Pterostilbene induces mitochondrial membrane potential and reactive oxygen species generation

Collapse of mitochondrial integrity is an early step in the induction of apoptosis by the intrinsic pathway18. To investigate whether the apoptosis induced by pterostilbene involved mitochondrial depolarization, mitochondrial membrane potential (MMP) was measured using the JC-1 MMP detection kit. In healthy, non-apoptotic cells, the JC-1 dye accumulates as an aggregate in the mitochondrial matrix and this emits a strong red fluorescence. In unhealthy, apoptotic cells, due to the loss of membrane potential, JC-1 cannot aggregate within mitochondria and only exists in monomeric form in the cytoplasm producing green fluorescence. As shown in Fig. 4A, the result indicates that pterostilbene was capable of disrupting the MMP and, thus, of activating the intrinsic apoptosis pathway. Moreover, previous studies have reported that oxidative stress induced by pterostilbene originates from increasing levels of reactive oxygen species (ROS) in HL-60 cells14 and breast cancer cells13, and ROS are principal mediators of the ROS-dependent MMP apoptosis pathway. To investigate whether pterostilbene induces intracellular oxidation, we evaluated ROS levels in treated four DLBCL cell lines by flow cytometry using the specific oxidation-sensitive fluorescent dyes DCFH-DA. Treatment with pterostilbene (60 μM) for 24 h markedly increased ROS production. These findings support our hypothesis that the induced apoptosis after pterostilbene treatment is mediated through increasing ROS levels in DLBCL cells.

Figure 4
figure 4

Pterostilbene activates caspase via ERK1/2 and p38MAPK signaling pathways.

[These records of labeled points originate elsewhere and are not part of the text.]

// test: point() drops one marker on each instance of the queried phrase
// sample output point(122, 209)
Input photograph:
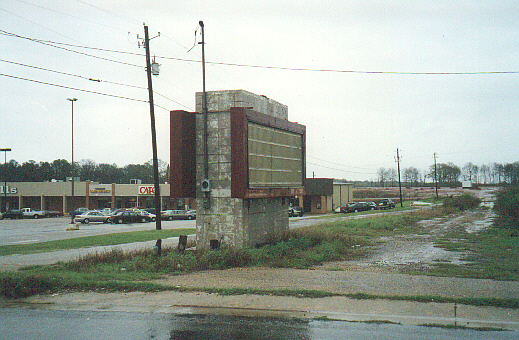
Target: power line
point(348, 166)
point(52, 43)
point(95, 80)
point(72, 88)
point(78, 89)
point(352, 172)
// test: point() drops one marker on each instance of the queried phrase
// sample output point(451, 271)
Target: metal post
point(158, 221)
point(5, 176)
point(435, 175)
point(399, 182)
point(207, 201)
point(72, 100)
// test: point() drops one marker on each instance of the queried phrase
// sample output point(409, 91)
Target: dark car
point(128, 217)
point(386, 203)
point(92, 216)
point(78, 211)
point(53, 213)
point(171, 215)
point(355, 207)
point(13, 214)
point(295, 211)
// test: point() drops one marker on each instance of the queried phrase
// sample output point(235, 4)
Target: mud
point(421, 250)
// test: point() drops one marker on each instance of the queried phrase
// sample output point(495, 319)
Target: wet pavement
point(45, 324)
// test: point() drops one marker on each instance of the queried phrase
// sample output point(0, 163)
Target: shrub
point(507, 207)
point(20, 286)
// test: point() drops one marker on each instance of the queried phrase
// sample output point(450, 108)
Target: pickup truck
point(29, 213)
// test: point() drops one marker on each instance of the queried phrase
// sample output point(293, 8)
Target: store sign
point(8, 190)
point(146, 190)
point(100, 190)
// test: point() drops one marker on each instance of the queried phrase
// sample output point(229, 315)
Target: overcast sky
point(356, 73)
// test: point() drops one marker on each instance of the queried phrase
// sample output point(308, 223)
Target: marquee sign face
point(275, 157)
point(267, 157)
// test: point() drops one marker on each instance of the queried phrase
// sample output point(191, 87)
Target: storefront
point(58, 196)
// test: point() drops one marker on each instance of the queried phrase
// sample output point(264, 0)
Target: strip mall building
point(58, 196)
point(323, 196)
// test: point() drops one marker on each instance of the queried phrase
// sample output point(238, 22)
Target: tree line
point(86, 169)
point(449, 174)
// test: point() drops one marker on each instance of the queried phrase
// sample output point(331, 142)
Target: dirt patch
point(421, 250)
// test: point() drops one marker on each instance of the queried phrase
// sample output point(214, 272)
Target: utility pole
point(435, 175)
point(399, 182)
point(72, 100)
point(205, 185)
point(153, 135)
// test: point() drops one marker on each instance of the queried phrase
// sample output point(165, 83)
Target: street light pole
point(5, 176)
point(72, 100)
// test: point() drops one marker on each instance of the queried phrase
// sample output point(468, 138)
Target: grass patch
point(92, 241)
point(493, 255)
point(302, 248)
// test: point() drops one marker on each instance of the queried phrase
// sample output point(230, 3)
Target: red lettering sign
point(146, 190)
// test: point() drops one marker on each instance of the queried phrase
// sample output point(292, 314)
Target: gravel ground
point(380, 273)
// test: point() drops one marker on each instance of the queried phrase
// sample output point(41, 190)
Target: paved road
point(58, 324)
point(50, 229)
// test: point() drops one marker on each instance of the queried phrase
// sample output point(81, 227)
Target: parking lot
point(50, 229)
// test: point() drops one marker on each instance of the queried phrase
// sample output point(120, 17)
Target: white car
point(92, 216)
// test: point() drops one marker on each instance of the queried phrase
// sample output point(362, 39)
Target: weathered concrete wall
point(233, 221)
point(223, 100)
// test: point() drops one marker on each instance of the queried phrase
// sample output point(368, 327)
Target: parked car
point(386, 203)
point(355, 207)
point(295, 211)
point(78, 211)
point(128, 217)
point(92, 216)
point(146, 213)
point(13, 214)
point(29, 213)
point(171, 215)
point(53, 213)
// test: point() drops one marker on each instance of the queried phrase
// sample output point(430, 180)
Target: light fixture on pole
point(72, 100)
point(5, 150)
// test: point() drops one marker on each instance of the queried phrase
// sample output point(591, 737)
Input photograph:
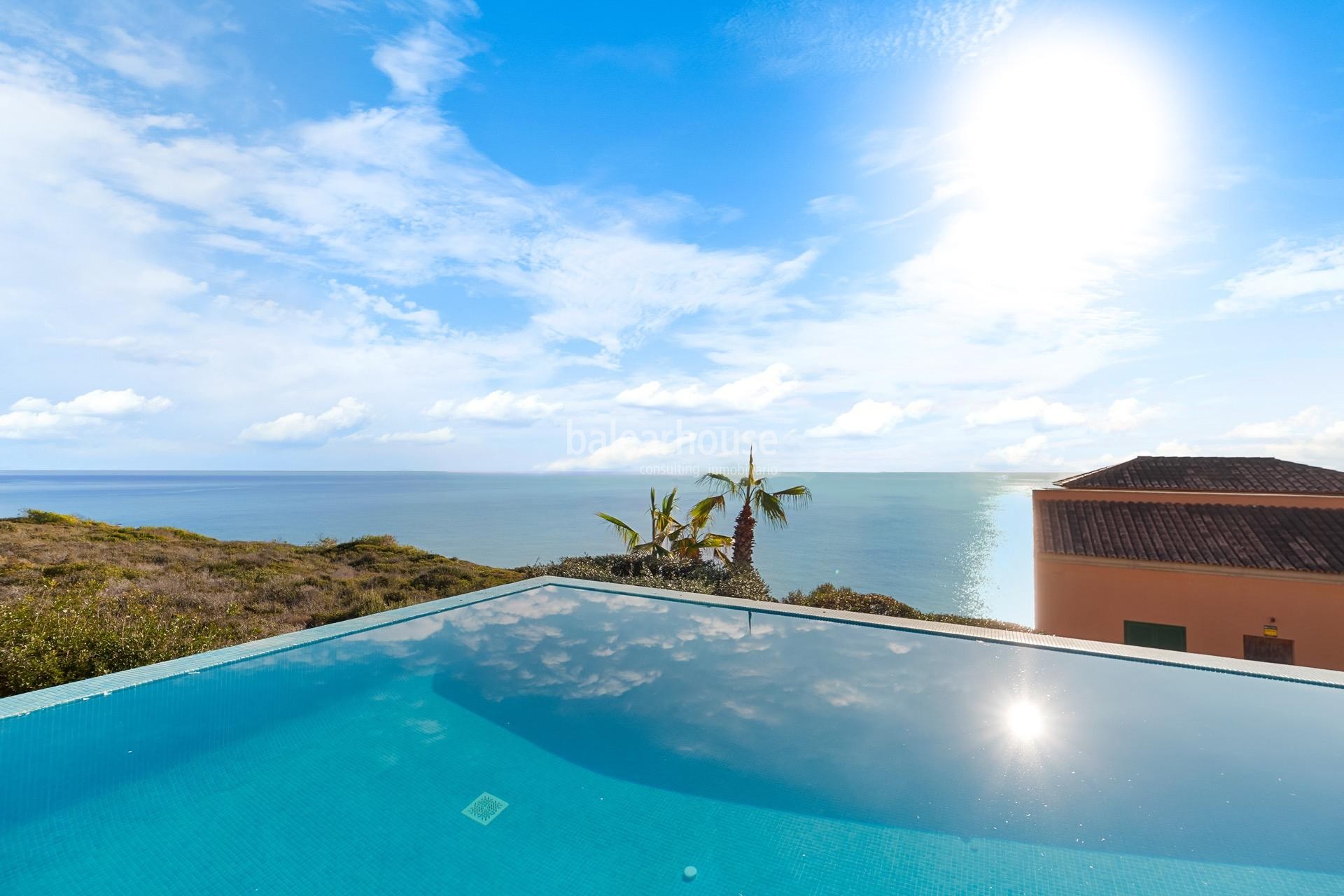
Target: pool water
point(632, 736)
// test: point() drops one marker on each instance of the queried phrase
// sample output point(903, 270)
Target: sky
point(527, 237)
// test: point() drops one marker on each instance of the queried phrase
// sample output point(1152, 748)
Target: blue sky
point(424, 234)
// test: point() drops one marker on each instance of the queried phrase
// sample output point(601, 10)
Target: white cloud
point(872, 418)
point(35, 418)
point(1019, 410)
point(499, 406)
point(1292, 272)
point(1324, 447)
point(624, 451)
point(1175, 448)
point(424, 61)
point(97, 403)
point(1128, 414)
point(748, 394)
point(433, 437)
point(150, 61)
point(1301, 422)
point(1026, 451)
point(346, 415)
point(850, 35)
point(832, 206)
point(401, 311)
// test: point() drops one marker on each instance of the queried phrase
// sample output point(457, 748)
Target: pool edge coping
point(104, 685)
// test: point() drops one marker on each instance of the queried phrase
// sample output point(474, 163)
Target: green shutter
point(1154, 634)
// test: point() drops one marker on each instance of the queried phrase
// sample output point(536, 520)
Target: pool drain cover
point(486, 808)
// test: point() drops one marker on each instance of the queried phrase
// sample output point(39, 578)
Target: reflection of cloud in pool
point(840, 694)
point(409, 630)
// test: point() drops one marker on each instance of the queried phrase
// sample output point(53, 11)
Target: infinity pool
point(570, 738)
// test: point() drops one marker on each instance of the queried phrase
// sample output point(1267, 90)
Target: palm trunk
point(743, 536)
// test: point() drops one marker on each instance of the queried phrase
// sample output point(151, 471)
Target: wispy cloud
point(624, 451)
point(499, 406)
point(38, 418)
point(748, 394)
point(1019, 410)
point(433, 437)
point(850, 35)
point(344, 416)
point(1291, 272)
point(872, 418)
point(1026, 453)
point(425, 61)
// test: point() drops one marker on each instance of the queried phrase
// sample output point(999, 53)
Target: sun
point(1069, 132)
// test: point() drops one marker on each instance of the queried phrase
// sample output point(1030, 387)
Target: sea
point(941, 542)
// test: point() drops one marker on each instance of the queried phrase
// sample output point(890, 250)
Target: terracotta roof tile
point(1230, 535)
point(1256, 475)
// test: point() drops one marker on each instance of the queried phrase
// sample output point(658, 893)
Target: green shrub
point(830, 597)
point(679, 574)
point(48, 516)
point(69, 631)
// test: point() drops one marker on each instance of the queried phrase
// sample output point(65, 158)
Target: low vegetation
point(660, 571)
point(830, 597)
point(81, 598)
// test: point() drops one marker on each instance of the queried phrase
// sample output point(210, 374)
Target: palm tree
point(662, 526)
point(667, 535)
point(756, 500)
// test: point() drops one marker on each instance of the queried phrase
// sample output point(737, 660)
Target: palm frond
point(624, 530)
point(705, 510)
point(726, 484)
point(771, 508)
point(794, 496)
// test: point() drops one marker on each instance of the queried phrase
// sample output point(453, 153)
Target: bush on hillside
point(66, 631)
point(679, 574)
point(830, 597)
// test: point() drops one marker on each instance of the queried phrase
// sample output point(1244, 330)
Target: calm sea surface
point(942, 542)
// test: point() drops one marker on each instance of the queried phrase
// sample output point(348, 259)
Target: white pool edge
point(104, 685)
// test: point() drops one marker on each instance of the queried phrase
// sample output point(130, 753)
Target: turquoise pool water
point(634, 736)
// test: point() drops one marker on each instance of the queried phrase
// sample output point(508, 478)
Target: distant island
point(81, 598)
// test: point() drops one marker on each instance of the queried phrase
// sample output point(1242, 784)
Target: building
point(1231, 556)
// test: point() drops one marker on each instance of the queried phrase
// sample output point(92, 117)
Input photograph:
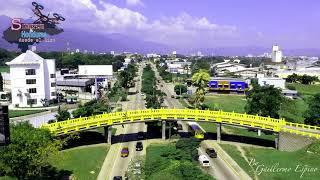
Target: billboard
point(95, 70)
point(4, 126)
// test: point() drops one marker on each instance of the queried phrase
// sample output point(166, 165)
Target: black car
point(139, 146)
point(211, 152)
point(140, 135)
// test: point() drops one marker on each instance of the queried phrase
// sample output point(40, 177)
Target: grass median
point(18, 113)
point(84, 162)
point(274, 164)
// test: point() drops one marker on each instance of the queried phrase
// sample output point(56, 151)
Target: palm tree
point(200, 80)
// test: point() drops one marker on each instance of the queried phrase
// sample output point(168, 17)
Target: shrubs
point(174, 161)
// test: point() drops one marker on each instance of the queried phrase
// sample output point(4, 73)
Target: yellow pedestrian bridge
point(220, 117)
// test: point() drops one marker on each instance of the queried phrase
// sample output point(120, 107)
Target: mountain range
point(90, 41)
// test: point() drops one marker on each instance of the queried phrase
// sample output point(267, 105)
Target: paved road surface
point(114, 164)
point(218, 169)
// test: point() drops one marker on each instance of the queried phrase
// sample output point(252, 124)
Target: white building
point(276, 82)
point(276, 54)
point(32, 79)
point(179, 67)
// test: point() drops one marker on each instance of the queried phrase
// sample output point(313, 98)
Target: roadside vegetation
point(84, 162)
point(17, 113)
point(174, 161)
point(301, 164)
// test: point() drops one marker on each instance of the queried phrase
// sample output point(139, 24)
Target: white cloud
point(134, 2)
point(183, 30)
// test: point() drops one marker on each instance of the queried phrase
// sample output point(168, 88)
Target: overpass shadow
point(242, 139)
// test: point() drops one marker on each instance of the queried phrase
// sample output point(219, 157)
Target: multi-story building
point(33, 80)
point(228, 85)
point(276, 54)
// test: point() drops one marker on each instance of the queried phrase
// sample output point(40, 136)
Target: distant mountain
point(118, 42)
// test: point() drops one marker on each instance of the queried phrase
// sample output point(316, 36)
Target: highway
point(219, 169)
point(114, 164)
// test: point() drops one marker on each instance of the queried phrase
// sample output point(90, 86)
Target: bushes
point(180, 89)
point(174, 161)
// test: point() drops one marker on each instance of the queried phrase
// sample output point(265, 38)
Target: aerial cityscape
point(159, 90)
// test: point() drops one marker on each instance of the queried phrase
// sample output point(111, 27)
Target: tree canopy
point(200, 80)
point(180, 89)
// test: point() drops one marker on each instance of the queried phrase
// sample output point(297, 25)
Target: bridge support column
point(219, 132)
point(108, 133)
point(163, 130)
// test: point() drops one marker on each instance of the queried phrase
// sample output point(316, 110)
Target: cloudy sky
point(190, 23)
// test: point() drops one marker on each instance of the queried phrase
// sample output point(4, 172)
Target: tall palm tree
point(200, 80)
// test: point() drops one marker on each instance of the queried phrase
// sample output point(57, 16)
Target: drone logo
point(25, 34)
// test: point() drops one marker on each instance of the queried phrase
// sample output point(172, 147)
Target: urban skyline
point(209, 24)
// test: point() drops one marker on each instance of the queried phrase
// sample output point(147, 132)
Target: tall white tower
point(276, 54)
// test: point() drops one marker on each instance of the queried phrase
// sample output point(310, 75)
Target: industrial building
point(276, 54)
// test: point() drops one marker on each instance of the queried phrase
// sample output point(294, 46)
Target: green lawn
point(293, 110)
point(17, 113)
point(228, 102)
point(84, 162)
point(306, 89)
point(4, 69)
point(160, 165)
point(292, 162)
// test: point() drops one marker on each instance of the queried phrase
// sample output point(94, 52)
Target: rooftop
point(28, 57)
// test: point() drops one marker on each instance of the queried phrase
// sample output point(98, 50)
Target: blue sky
point(191, 23)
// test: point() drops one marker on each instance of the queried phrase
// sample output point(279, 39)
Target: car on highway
point(125, 152)
point(211, 152)
point(139, 146)
point(140, 135)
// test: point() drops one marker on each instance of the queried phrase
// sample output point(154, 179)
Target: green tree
point(198, 65)
point(62, 115)
point(264, 101)
point(29, 154)
point(312, 114)
point(200, 80)
point(180, 89)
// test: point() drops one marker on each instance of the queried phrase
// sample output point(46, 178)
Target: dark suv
point(211, 152)
point(140, 135)
point(139, 146)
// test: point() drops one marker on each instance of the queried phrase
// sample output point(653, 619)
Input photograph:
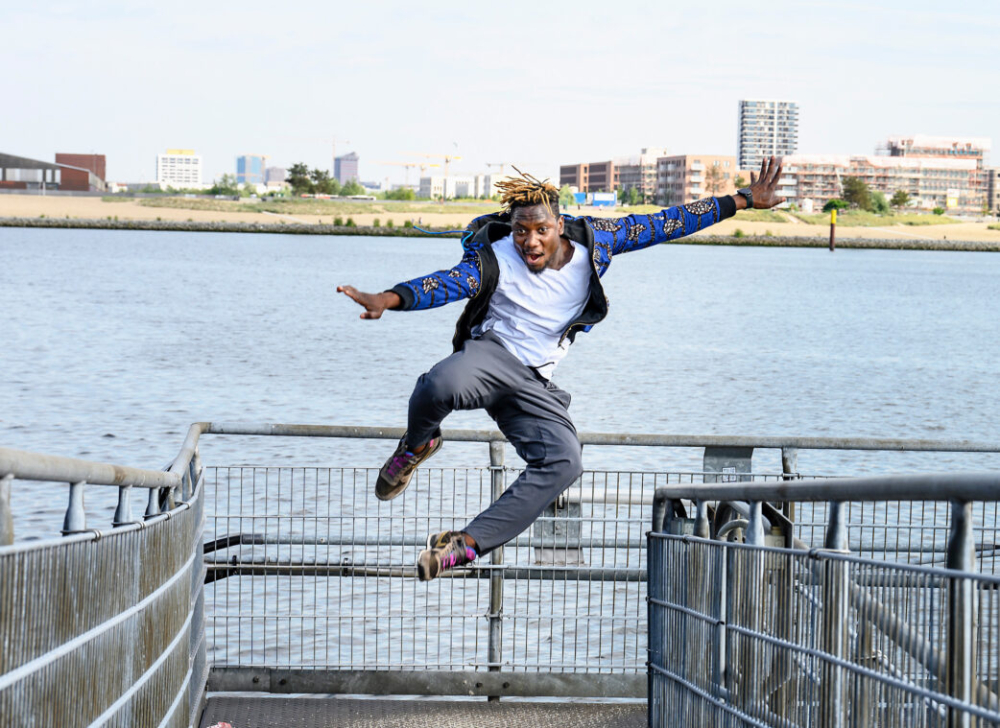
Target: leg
point(537, 424)
point(475, 377)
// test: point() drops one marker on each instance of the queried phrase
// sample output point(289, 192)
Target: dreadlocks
point(528, 191)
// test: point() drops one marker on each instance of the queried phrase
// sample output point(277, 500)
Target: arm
point(636, 232)
point(430, 291)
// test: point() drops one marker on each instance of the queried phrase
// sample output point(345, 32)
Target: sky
point(529, 83)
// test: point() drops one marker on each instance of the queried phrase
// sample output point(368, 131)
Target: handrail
point(604, 438)
point(924, 486)
point(25, 465)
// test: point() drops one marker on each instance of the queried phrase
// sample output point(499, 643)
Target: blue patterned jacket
point(476, 275)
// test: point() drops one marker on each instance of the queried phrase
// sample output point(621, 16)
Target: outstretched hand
point(763, 186)
point(374, 303)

(A) After 24 h of drug exposure, cells were stained with JC-1 fluorescent dye, and mitochondrial membrane potential was detected by flow cytometry. (B) SUDHL-4, NU-DUL-1, DB and OCI-LY8 cells were treated with pterostilbene (60 μM) for 24 h and stained with DCFH-DA; then the level of ROS was detected by flow cytometry and data are presented as the mean fluorescence intensity. Values are presented as the means ± SEM of three independent experiments. *p < 0.05, compared to the vehicle control group. (C) After pterostilbene treatment for 48 h, the expression of cleaved caspase-3, cleaved caspase-8, caspase-9, cleaved caspase substrate, Bcl-2, Bax and PARP were monitored by western blotting. (D) SUDHL-4 and NU-DUL-1 cells were pretreated with or without 50 μM of pan-caspase inhibitor Z-VAD-FMK for 1 h and then exposed to 60 μM pterostilbene for 24 h. *p < 0.05. (E) SUDHL-4 and NU-DUL-1 cells were treated with pterostilbene (20, 40 or 60 μM) for 48 h, then the expression of phospho(p)-ERK1/2, ERK1/2, p-p38MAPK and p38MAPK were monitored by western blotting. Quantitative results of p-ERK1/2 and p-p38MAPK protein levels, which were adjusted with the total ERK1/2 and p38MAPK protein levels and expressed as multiples of induction beyond each respective control. Values represent the means ± SEM of three independent experiments. *p < 0.05, compared to the vehicle control group.

Pterostilbene treatment resulted in caspase activation

To further explore the mechanisms underlying pterostilbene-induced apoptosis in DLBCL cells, caspases-3, −8, −9, cleavage of caspase substrate, PARP and mitochondrial apoptotic pathway-related proteins were detected by western blot analysis. Figure 4C shows that exposure of SUDHL-4 and NU-DUL-1 cells to pterostilbene (20, 40, or 60 μM) caused dose-dependent increases in caspases-3, −8, and −9, caspase substrate cleavage, as well as PARP cleavage. The reduced depolarization was further confirmed by down-regulated Bcl-2 and up-regulated Bax with pterostilbene treatment. Meanwhile, we also evaluated whether pterostilbene-induced cell death occurred through a caspase-dependent pathway. Pretreatment with the pan-caspase-inhibitor Z-VAD-FMK followed by CCK8 assay was used to monitor cell proliferation over 24 h. Our data showed that caspase inhibitor attenuated pterostilbene-induced inhibition of cell growth, consistent with our previous study (Fig. 4D).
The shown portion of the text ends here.